It’s rare to meet a mathematician who is also a bestselling novelist, but UMBC’s Manil Suri, professor of mathematics, is happy to be unique. Suri is the author of a famed trilogy named for Hindu gods, including The Death of Vishnu (2001), which was long-listed for the Booker Prize, The Age of Shiva (2008), and The City of Devi (2013). He recently published his latest book, The Big Bang of Numbers: How to Build the Universe Using Only Math, to global acclaim.
The Big Bang of Numbers is Suri’s first nonfiction book, written to show people who aren’t necessarily fond of math that the discipline is foundational to our world—and can even be fun.
“The concept is intriguing, if hard to get your head around: Can you understand the creation of the universe purely through basic mathematics?” writes The Washingtonian. Suri’s answer with The Big Bang of Numbers is a resounding ‘yes.’ The book “explores many areas of seemingly pure math that explain the natural world, from the shapes of galaxies and living creatures to weather, gravity, beauty, and even art,” Kirkus Reviews writes.
In his role as math professor, Suri works hard to convince his students that math doesn’t just matter, it is also endlessly interesting—extending his instruction well beyond the basics of calculations and into the field’s fundamental ideas.
“All your life, you keep hearing that maths is all about calculations,” Suri told Telegraph India, “while in essence, maths is all about ideas.” Suri first expounded on this theme in a 2013 New York Times op-ed, “How to Fall in Love with Math.” When the op-ed became shockingly popular, the idea for a book grew from there.
A new challenge
With The Big Bang of Numbers, which the Wall Street Journal has called “imaginative and organized,” Suri isn’t just seeking to help a wider audience understand or feel comfortable with math, but feel a sense of fascination with it.
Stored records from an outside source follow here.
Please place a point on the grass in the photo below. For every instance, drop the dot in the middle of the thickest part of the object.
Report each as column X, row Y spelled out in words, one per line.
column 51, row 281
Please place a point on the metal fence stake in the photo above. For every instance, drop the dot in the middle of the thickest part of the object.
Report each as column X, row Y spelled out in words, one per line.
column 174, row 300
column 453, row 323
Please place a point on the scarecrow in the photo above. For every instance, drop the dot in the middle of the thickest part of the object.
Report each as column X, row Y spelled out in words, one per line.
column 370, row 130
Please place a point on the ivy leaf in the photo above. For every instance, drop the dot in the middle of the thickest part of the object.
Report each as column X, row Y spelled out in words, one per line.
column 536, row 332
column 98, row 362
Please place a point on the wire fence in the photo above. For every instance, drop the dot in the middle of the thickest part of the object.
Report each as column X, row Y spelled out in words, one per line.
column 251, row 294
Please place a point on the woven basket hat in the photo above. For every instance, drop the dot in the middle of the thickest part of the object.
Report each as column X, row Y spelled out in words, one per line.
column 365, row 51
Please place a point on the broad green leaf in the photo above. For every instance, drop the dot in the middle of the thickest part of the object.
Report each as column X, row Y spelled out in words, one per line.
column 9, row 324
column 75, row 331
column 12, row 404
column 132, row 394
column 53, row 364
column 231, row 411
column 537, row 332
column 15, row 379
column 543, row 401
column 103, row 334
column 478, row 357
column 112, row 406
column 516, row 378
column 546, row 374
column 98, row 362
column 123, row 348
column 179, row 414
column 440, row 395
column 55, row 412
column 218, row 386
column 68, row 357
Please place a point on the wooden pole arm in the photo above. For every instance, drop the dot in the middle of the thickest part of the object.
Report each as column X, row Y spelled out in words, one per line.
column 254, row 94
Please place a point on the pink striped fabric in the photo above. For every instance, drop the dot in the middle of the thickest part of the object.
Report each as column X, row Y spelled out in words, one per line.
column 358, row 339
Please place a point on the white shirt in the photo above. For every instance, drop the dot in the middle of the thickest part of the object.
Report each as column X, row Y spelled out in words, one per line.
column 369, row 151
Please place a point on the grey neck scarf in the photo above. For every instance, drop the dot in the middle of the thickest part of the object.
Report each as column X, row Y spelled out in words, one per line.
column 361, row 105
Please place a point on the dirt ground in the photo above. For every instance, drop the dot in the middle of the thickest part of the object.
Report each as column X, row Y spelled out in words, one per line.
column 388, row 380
According to the Mathematical Association of America, Suri’s approach—rich in humor and narrative elements—goes beyond “simply telling the reader about these ideas”; instead, he “allow[s] readers to experience the attitude of curious exploration that attracts mathematicians to the discipline, but is often absent from low-level math classes.”
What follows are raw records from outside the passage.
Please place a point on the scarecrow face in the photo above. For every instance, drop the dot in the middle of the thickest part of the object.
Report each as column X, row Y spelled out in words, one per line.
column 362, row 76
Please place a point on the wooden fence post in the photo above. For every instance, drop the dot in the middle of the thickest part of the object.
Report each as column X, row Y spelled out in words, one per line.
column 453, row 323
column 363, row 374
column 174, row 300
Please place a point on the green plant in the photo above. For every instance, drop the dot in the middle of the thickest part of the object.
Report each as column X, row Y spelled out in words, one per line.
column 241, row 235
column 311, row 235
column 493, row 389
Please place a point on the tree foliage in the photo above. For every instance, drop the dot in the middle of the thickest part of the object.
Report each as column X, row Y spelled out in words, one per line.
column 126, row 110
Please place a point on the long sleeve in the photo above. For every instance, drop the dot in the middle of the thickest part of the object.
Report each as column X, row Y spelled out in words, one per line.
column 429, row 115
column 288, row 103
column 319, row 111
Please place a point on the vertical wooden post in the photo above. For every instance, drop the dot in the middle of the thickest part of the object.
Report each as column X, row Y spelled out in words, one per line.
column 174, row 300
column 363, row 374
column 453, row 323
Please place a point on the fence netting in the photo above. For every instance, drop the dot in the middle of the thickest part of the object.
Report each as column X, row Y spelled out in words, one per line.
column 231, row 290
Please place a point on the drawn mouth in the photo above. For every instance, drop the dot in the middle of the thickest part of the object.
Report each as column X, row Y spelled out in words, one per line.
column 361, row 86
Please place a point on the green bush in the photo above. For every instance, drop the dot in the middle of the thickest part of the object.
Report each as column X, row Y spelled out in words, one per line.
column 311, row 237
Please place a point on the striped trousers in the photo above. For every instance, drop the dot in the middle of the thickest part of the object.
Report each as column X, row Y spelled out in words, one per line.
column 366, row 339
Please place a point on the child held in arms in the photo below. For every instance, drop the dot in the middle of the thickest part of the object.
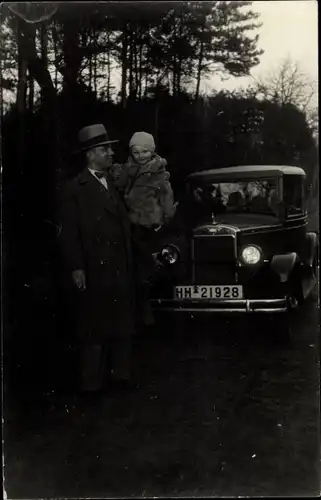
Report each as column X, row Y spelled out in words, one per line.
column 144, row 183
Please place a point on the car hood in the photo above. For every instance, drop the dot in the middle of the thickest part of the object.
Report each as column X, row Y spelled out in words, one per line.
column 234, row 221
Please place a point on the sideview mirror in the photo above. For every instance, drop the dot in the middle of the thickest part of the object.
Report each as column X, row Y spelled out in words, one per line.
column 282, row 210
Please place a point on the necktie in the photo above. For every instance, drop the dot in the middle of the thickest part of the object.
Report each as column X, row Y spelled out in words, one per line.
column 100, row 175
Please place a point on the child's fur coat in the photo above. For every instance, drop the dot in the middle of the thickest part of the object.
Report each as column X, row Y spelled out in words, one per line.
column 147, row 191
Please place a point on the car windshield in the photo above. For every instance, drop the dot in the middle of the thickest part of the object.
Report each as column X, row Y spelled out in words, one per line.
column 257, row 197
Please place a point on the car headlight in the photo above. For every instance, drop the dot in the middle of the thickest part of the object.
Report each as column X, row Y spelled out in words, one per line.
column 251, row 254
column 169, row 254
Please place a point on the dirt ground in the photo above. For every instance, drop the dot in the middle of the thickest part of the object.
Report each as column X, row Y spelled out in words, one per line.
column 220, row 410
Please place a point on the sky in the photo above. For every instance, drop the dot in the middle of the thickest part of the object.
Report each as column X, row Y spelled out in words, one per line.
column 290, row 29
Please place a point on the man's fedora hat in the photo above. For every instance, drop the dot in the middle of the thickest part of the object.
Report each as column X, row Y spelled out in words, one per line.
column 92, row 136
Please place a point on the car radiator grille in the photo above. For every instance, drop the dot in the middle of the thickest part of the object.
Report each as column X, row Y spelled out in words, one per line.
column 213, row 260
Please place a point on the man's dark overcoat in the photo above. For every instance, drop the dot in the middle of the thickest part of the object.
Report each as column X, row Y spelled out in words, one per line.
column 95, row 237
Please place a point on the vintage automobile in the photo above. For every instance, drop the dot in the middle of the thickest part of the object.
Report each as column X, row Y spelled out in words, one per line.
column 239, row 244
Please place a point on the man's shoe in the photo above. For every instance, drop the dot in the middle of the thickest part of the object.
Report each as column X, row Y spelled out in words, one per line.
column 122, row 385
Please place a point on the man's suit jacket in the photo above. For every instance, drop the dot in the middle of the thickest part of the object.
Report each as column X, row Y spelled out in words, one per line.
column 96, row 237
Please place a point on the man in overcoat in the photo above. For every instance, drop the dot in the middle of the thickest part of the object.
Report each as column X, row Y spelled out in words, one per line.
column 97, row 253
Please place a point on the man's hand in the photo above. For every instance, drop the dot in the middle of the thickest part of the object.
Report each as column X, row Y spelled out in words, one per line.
column 79, row 279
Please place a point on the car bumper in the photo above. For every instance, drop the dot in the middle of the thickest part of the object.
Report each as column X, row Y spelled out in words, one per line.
column 243, row 306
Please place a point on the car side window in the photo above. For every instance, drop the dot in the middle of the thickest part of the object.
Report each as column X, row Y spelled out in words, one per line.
column 293, row 195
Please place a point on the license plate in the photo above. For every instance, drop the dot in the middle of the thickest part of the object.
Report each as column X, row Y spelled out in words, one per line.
column 203, row 292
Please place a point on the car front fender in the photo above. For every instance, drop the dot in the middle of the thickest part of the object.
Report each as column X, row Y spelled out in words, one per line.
column 312, row 247
column 283, row 265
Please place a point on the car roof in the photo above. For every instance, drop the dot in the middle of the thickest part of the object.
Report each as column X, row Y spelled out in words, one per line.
column 245, row 171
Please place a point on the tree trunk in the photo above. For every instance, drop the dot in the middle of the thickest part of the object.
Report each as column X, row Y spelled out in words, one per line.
column 199, row 71
column 108, row 68
column 124, row 58
column 140, row 92
column 72, row 56
column 31, row 96
column 42, row 76
column 95, row 68
column 131, row 65
column 22, row 74
column 55, row 44
column 44, row 50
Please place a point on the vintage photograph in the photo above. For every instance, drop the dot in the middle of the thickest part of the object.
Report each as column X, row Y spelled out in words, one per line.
column 160, row 249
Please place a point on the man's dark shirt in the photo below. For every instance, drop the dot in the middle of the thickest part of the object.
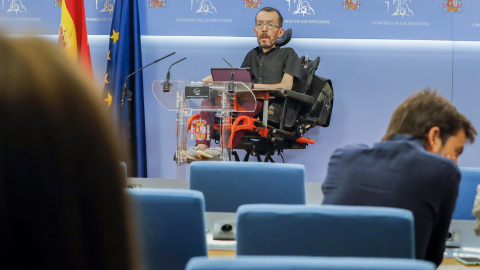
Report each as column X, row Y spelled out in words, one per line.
column 398, row 173
column 269, row 67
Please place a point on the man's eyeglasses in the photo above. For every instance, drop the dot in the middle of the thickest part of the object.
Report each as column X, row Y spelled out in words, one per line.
column 259, row 25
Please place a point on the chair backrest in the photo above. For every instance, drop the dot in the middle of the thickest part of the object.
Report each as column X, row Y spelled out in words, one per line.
column 327, row 230
column 321, row 89
column 466, row 193
column 227, row 185
column 301, row 84
column 307, row 263
column 171, row 226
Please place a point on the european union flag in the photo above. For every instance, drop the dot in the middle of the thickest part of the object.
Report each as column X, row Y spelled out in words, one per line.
column 125, row 57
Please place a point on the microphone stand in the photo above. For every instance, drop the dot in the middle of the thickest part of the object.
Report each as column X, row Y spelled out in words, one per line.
column 128, row 95
column 231, row 85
“With evocative and engaging examples ranging from multidimensional crochet to the Mona Lisa’s asymmetrical smile, as well as ingenious storytelling that helps illuminate complex concepts like infinity and relativity, The Big Bang of Numbers charts a playful, inventive course to existence,” writes the Deccan Herald, which named the book its “read of the week” in mid-October.
For Suri, while the book was very different in some ways from his previous works of fiction, The Big Bang of Numbers hews closely to his style that relies on humor and engaging narrative to draw the reader into unfamiliar topics. His novels all take place in India, a place that feels far away and unknown to many of his readers. “After explaining India in three internationally released books to many readers who didn’t know much about the country, I was ready to take on an even bigger challenge,” he told Frontline, a major English-language magazine in India, “—explaining mathematics to a general audience!”
Math as a game
“Usually math is thought of as something that we invent, perhaps, to explain things around us. I’m kind of reversing this perspective and saying that math is the true driver of the universe, and the universe itself is a model of the mathematical principles,” Suri recently told NPR’s Marketplace.
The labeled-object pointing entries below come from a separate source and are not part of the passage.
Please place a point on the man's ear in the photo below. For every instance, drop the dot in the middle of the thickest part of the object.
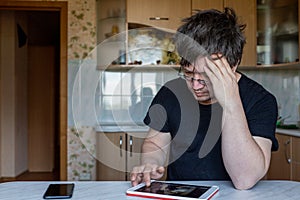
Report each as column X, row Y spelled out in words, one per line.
column 234, row 68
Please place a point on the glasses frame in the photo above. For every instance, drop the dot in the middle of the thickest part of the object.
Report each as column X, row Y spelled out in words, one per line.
column 191, row 79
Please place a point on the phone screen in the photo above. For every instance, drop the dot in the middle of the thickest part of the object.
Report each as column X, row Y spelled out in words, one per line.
column 59, row 191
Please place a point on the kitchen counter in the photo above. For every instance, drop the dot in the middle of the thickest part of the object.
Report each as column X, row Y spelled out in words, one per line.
column 115, row 190
column 291, row 132
column 121, row 128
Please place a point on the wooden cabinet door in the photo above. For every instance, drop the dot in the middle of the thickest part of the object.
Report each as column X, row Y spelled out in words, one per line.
column 295, row 158
column 207, row 4
column 111, row 156
column 280, row 166
column 134, row 149
column 247, row 15
column 158, row 13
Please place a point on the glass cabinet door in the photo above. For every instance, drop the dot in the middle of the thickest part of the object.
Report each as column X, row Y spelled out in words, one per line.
column 277, row 32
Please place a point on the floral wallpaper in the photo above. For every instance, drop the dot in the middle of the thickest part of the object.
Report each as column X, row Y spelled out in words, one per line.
column 81, row 154
column 81, row 42
column 81, row 28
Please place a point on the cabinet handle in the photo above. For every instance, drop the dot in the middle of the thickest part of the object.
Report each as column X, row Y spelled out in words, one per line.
column 121, row 143
column 287, row 157
column 130, row 145
column 159, row 18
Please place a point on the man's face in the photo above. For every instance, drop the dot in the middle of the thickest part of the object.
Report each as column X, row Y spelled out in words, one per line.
column 198, row 83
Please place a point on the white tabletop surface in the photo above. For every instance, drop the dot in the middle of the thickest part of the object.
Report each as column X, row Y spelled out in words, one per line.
column 264, row 190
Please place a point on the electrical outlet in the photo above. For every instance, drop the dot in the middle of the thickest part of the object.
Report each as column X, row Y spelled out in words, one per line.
column 85, row 176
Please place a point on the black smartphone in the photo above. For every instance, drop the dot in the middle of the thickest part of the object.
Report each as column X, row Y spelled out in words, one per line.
column 59, row 191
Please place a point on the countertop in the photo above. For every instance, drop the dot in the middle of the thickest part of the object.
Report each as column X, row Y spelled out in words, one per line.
column 116, row 190
column 291, row 132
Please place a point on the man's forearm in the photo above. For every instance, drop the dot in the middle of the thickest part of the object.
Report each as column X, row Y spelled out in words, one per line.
column 244, row 159
column 154, row 154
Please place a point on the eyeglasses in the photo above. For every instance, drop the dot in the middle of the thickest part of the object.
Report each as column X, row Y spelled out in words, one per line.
column 189, row 76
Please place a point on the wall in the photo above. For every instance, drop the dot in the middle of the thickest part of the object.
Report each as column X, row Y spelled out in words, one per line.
column 13, row 96
column 81, row 41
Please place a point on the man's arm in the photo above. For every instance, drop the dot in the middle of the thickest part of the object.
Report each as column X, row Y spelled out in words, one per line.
column 154, row 155
column 246, row 158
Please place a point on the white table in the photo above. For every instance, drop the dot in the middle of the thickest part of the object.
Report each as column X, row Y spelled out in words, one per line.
column 264, row 190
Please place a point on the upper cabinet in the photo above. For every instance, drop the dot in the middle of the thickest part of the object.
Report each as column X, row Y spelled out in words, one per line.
column 277, row 32
column 272, row 36
column 158, row 13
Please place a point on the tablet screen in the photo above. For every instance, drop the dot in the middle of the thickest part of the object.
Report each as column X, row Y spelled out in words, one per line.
column 174, row 189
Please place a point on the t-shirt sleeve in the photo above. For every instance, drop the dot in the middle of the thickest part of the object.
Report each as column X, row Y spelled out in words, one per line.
column 262, row 119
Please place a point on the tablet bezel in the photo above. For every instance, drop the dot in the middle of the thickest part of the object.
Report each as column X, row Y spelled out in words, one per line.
column 213, row 189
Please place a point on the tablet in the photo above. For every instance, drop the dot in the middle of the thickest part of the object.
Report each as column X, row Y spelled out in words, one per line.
column 171, row 190
column 59, row 191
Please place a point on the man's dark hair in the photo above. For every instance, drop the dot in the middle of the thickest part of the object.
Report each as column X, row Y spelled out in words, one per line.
column 210, row 32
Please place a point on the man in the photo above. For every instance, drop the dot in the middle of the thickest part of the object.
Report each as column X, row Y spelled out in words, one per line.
column 213, row 123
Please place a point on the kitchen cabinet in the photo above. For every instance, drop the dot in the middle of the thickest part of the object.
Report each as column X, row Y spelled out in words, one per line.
column 117, row 153
column 111, row 31
column 277, row 32
column 158, row 13
column 246, row 14
column 285, row 163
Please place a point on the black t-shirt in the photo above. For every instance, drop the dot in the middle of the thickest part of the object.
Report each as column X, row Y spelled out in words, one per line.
column 195, row 151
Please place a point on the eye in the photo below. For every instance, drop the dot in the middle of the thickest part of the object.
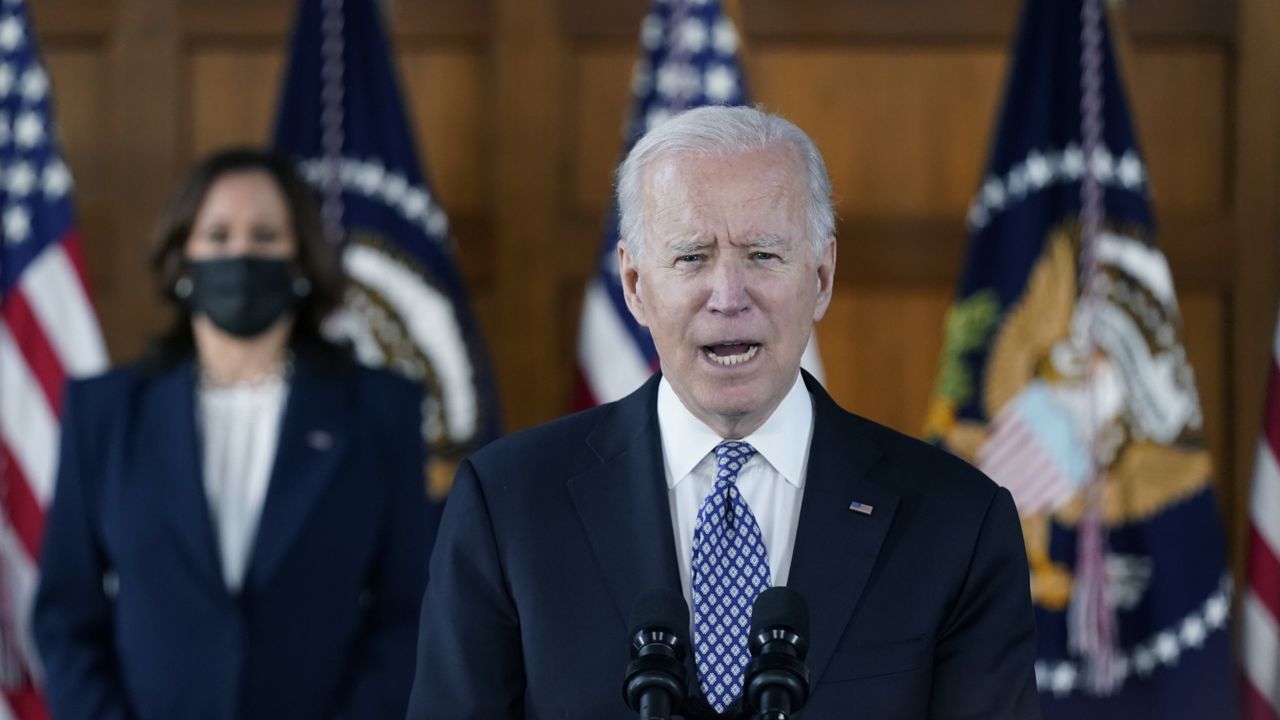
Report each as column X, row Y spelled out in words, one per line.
column 265, row 236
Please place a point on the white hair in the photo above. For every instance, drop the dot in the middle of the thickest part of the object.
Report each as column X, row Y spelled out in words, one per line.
column 723, row 131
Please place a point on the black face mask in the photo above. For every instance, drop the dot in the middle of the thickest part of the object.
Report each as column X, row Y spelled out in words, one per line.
column 242, row 295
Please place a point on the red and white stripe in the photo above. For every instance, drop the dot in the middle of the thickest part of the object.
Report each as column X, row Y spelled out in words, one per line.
column 48, row 332
column 1261, row 604
column 1014, row 458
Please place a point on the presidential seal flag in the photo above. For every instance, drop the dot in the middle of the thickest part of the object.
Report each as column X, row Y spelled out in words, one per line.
column 689, row 57
column 1064, row 377
column 48, row 332
column 342, row 117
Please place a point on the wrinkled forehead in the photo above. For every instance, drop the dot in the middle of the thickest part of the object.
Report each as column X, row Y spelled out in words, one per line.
column 760, row 188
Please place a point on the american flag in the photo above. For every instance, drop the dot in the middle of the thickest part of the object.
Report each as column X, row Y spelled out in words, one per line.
column 689, row 57
column 48, row 333
column 1261, row 604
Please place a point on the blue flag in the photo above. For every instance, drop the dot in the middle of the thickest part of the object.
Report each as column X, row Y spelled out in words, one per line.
column 342, row 117
column 689, row 58
column 1056, row 370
Put another way, the Sunday Times of London explains the central thesis of the book is that “maths, the creative language in which reality is written, is ‘the life force that drives the universe,’ and you could build one—stars, worlds, you and me—from scratch using maths alone.” The review notes, “It sounds intimidating, but Suri has a knack for clarity and a welcome habit of grounding tricky concepts in the tangible.”
In the end, according to Suri’s book, math is a “force that forever enthralls, not just through the answers it gives but also through the new mysteries it poses.” But he hopes his readers will also understand math as a game.
“For mathematicians, I suspect the most appealing characteristic of the subject is its playfulness,” Suri told Frontline. “Maths is a game in which you start with a bunch of rules and then deduce away to see where you can get. You can play it anywhere—in the shower, on the bus, while eating lunch—all you need is your mind.”